Beethoven encadenado

«El hombre ha nacido libre, y por doquier está encadenado. Hay quien se cree amo de los demás, cuando no deja de ser más esclavo que ellos»
—Jean-Jacques Rousseau, Del contrato social

Justo antes del estallido de la pandemia, en Viena ya se conmemoraba un nuevo aniversario de uno de sus más ilustres moradores: Ludwig van Beethoven. Los carteles de los dos principales teatros de la ciudad anunciaban una de sus creaciones más paradójicas y sugerentes.

Aunque siempre estuvo en contacto con la música escénica, la ópera se le resistió hasta el final. Fidelio es una obra largamente gestada y pesadamente concebida; la antítesis de lo que se suele tener por la creación de un genio. Primero, le costaría un gran esfuerzo encontrar el libreto adecuado. Luego, alumbraría una partitura que estrenó en medio de un toque de queda, el de 1805. El patio de butacas que presenció los primeros pasos del Beethoven lírico estaba poblado por militares franceses que acababan de tomar la ciudad. El ambiente no podía ser más frío, sobre todo porque en el núcleo hay un coro de prisioneros que clama por su libertad. En aquel momento, la ópera se llamó Leonore, como la heroína, que ingresa en una prisión en busca de su marido encerrado por motivos políticos. Para poder acercarse, se hace pasar por vigilante de la cárcel como Fidelio. El fracaso llevó a Beethoven a revisar la partitura dos veces hasta la definitiva de 1814, más corta, con una obertura nueva y el nombre del disfraz de Leonore como título.

La obra muestra a un creador falible, que no cierra del todo la composición de su única ópera. Sin embargo, es en su naturaleza fragmentaria donde radica su riqueza. Lejos de contar con un libreto que funcione como un reloj, lo que se despliega ante nosotros es una metáfora inagotable sobre dos mundos que corren en paralelo, el inferior de la cárcel y el de la superficie, en el que el personaje ha de desdoblarse para transitar entre ellos y rescatar al mundo inferior de las tinieblas.

Las nuevas lecturas de esta ópera tratan de recuperar la importancia del primer intento del compositor. No en vano, las dos producciones vistas en Viena a comienzos de año versan sobre las partituras de 1805 y 1806, y dejan a un lado la última, la más tradicional y representada.
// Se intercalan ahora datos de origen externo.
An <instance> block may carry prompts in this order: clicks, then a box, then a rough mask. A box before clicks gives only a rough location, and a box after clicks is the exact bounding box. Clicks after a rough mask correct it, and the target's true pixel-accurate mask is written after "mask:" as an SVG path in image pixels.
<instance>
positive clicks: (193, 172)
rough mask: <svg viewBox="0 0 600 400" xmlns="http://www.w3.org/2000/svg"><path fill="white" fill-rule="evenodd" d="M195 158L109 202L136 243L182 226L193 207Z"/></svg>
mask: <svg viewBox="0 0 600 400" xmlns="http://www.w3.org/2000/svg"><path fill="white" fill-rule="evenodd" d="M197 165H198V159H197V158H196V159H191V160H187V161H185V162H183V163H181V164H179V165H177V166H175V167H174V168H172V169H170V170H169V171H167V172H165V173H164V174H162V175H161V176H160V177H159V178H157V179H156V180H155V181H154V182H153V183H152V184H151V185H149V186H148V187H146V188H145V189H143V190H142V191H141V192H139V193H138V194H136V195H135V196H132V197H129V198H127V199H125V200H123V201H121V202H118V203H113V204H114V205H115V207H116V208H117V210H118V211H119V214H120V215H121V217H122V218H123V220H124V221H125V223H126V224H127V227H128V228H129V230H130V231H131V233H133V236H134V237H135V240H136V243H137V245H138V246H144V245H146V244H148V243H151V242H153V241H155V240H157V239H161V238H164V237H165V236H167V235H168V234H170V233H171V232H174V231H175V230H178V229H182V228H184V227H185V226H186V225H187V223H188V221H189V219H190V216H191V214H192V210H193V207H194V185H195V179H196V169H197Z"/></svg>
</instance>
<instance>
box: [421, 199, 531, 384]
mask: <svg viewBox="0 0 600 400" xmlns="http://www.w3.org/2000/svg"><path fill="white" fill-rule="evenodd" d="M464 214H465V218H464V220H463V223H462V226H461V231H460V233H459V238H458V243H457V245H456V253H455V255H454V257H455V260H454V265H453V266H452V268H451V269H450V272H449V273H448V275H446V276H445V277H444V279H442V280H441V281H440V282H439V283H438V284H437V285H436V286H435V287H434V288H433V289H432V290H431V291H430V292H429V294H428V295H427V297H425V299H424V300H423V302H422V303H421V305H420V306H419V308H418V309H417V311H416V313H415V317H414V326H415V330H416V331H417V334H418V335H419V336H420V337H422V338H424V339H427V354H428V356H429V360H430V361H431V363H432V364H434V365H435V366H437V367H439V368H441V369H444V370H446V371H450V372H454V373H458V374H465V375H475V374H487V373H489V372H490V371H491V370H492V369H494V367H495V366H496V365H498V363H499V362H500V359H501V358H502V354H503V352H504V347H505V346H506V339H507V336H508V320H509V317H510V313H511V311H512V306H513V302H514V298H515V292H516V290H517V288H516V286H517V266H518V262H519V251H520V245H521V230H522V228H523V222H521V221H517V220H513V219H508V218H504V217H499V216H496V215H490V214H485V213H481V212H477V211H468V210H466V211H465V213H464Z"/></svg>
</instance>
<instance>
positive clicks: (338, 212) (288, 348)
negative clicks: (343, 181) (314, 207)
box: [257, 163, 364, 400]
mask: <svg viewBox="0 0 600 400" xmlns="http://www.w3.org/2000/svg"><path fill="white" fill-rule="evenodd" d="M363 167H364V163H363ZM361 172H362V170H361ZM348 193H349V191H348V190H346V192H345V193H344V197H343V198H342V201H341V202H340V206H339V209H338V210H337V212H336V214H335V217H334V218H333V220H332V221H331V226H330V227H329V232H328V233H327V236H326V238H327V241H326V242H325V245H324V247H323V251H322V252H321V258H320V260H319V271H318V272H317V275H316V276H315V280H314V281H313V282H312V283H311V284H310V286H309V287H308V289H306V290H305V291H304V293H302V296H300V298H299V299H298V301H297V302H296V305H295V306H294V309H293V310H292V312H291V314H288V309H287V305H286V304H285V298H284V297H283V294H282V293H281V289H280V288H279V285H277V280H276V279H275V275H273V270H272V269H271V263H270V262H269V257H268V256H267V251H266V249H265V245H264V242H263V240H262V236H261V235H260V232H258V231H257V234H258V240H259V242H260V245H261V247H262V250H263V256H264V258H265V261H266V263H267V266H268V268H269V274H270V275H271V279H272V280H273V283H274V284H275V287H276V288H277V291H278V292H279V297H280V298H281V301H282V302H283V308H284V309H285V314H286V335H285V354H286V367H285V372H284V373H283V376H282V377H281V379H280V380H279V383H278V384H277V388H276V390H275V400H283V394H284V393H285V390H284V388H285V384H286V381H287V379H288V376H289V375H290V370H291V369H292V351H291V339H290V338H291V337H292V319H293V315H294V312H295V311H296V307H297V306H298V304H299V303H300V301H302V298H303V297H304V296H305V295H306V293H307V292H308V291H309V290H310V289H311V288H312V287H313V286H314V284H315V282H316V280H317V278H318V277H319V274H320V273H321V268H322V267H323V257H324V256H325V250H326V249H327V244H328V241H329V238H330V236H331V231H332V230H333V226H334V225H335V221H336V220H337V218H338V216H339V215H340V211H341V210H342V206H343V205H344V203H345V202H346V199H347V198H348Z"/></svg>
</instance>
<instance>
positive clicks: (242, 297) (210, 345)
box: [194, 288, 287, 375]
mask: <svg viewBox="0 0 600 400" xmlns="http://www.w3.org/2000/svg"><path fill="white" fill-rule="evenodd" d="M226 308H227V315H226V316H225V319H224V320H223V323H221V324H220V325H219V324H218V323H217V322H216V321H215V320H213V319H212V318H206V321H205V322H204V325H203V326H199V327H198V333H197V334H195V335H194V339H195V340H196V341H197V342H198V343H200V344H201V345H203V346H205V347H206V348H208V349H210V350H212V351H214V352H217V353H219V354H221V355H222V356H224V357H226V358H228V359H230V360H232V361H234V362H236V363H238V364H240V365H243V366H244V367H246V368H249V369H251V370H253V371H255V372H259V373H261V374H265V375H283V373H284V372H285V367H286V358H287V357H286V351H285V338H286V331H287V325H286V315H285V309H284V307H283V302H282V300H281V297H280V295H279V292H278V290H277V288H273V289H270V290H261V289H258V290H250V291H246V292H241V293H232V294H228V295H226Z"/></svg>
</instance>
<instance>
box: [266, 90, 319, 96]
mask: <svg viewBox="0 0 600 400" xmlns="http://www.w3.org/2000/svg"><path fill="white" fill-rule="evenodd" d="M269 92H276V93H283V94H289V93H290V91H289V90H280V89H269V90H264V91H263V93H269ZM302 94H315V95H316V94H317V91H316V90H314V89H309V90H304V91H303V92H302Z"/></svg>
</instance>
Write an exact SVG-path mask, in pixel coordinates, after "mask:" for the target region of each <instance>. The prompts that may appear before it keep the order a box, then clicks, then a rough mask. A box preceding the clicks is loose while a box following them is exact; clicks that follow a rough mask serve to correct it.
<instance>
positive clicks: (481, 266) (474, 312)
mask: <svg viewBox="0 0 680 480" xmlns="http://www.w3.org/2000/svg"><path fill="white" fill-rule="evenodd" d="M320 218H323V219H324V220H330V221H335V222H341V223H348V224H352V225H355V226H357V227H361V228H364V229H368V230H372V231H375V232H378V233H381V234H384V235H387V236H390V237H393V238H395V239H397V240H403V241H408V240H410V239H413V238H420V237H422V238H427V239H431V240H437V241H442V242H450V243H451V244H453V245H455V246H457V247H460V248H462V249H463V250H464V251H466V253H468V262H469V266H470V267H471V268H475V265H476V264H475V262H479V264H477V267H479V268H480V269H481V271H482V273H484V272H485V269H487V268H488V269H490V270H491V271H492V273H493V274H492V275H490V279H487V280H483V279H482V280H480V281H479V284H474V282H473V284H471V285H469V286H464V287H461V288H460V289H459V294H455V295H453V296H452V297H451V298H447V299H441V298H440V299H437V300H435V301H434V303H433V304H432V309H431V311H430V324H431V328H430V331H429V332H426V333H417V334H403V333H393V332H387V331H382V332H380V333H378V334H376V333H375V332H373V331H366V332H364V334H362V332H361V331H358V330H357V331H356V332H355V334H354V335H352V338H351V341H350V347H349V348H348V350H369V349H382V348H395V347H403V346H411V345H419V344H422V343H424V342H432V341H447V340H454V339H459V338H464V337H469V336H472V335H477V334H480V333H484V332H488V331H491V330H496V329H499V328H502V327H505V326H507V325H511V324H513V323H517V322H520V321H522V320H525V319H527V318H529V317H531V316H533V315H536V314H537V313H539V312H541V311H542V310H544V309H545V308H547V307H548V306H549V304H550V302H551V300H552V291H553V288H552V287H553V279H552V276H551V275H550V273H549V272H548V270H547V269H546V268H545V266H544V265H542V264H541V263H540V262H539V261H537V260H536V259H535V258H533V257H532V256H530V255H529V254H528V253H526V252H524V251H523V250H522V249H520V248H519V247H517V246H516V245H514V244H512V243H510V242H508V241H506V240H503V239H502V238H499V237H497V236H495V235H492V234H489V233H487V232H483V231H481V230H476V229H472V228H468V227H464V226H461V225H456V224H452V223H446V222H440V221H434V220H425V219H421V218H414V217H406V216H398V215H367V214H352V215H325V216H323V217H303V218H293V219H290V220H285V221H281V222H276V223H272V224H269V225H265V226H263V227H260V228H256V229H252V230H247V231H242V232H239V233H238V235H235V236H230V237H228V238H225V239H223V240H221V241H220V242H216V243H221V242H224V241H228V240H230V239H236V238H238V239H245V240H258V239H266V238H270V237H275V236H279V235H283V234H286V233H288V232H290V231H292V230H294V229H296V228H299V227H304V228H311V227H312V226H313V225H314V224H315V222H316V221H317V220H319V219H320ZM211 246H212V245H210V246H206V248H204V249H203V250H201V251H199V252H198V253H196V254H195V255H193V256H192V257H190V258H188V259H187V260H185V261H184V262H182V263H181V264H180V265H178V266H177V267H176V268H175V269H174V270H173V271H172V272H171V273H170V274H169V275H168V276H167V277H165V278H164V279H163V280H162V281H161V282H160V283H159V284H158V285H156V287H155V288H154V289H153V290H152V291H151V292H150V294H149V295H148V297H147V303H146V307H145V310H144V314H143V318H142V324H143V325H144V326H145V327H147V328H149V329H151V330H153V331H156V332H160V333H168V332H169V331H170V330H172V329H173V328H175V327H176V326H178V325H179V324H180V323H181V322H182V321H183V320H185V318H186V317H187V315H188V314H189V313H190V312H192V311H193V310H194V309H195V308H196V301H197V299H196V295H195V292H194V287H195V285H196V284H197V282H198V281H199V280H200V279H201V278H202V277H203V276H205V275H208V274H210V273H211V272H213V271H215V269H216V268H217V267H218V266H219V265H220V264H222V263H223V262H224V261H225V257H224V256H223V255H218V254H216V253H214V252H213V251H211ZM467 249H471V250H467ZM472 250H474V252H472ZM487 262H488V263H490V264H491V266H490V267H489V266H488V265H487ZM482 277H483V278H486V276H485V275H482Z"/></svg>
En Fidelio Urfassung (Leonore) de la Ópera de Viena, Amélie Niermeyer realiza un esfuerzo dramatúrgico de gran interés, con una Leonore desdoblada en escena, una soprano y una actriz vestidas igual que dialogan entre ellas como si fueran los pensamientos de la heroína: la que actúa y la que se cuestiona cada acto. La dualidad es ese otro yo que introduce la duda y hace vacilar ante lo que requiere fe y voluntad. Un otro yo perverso, pensante, dialéctico, que al final se llevará la peor parte. En esta versión, la liberadora cobra el protagonismo que siempre mereció. El momento culminante en que rescata a su marido de la prisión es solo el deseo imaginado por Leonore mientras agoniza tras ser apuñalada por el jefe de la cárcel.

El Fidelio de Christoph Waltz en el Theater an der Wien es más respetuoso con la tradición y pone el acento en la dualidad oscuridad-luz. Para ello se ayuda de una escenografía obra del arquitecto berlinés Barkow Leibinger basada en una superficie helicoidal que sube y desciende sin fin para crear una continuidad en el espacio. Se parece al proyecto que diseñó el vietnamita Khoa Vu para la Potrero Hill Branch Library de San Francisco. Por eso, el deslumbrante coro de prisioneros adquiere aquí una mayor relevancia, mientras que el cuarteto —seguramente una de las piezas más bellas compuestas por Beethoven— lo hace en la otra producción.

Además de los ideales revolucionarios, los pentagramas de esta ópera encierran también parte de la propia tragedia vital del compositor. Mientras bosqueja las primeras notas, empieza a advertir una paulatina pérdida de audición. En junio de 1801 escribirá al médico Franz Wegeler: «En los últimos tres años, mi sentido del oído se ha debilitado progresivamente (…) Si tuviera otra profesión, todo sería más fácil, pero en mi trabajo esta situación es terrible (…) En los últimos tiempos he maldecido a mi vida a menudo. Plutarco me ha enseñado la resignación. Debo afrontar mi destino, aunque en ocasiones me sienta la más infeliz de las criaturas de Dios. ¡Resignación! ¡Resignación! ¡Qué miserable refugio es el que se me deja…!». Podemos por tanto encontrar un paralelismo entre el universo en que estaba sumido Beethoven a causa de su sordera —un silencio desvaído en el que el mundo se revelaba lejano y turbio— y el de la privación de libertad de Florestán, el marido de Leonore, alejado de la luz y amarrado a la roca por unas cadenas.